I have been using 0.9.6 with good results on several fedora versions. I could run a full genxref on several projects and version and it would only take a few minutes. This was true up until Jan 2012 with fedora 16. Then at some point an update to f16 caused the time to complete genxref to go to many hours. Just to add a single project took over an hour to add the version.
I am sure nothing has changed in my version of genxref. Also, mysql has not changed; only the kernel I think. However, I don't know how to tell where the slowdown is coming from. Looking with top, it appear that mysql and genxref are running with 1 or 2 % cpu and with little memory usage. However, it appears that the system is waiting for IO about 33% of the time. This disk LED is on almost continuously but little disk access noise is heard.

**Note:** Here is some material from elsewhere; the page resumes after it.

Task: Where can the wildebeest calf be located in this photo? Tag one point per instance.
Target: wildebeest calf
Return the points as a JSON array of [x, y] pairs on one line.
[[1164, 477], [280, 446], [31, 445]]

Doing a strace -p <genxref-pid>, see lots of write, read and poll system calls. Its almost like what was handled with larger read/writes are now occurring in many smaller segments.

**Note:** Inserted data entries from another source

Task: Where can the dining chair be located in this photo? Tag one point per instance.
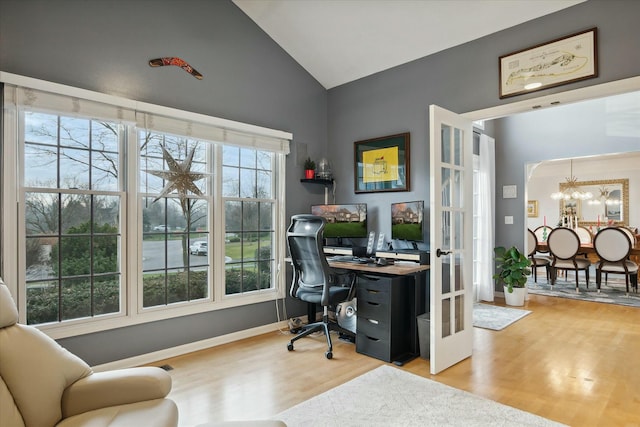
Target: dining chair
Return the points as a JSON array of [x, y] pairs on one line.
[[612, 245], [536, 261], [564, 246], [630, 235], [542, 232], [584, 234]]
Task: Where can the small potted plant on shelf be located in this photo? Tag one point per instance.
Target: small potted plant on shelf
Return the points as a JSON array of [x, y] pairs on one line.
[[309, 168], [512, 268]]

In any case, genxref eventually finishes and lxr works fine when browsing code.
I am running F16 too with very frequent updates. My LXR version is 0.11-beta (not publicly available yet) but the figures below would be the same for 0.10.2.
On my high-end computer (3.3Ghz i5 4 cores, 4 GB memory, fast I/O), indexing the 3.1 Linux Kernel with full Glimpse free-text search ability took 3h 43mn. I have no yardstick to compare to. That was only a trial to check the incprefix/maps include feature with a tree needing more than one variable (namely $v and $a). Is this your order of magnitude?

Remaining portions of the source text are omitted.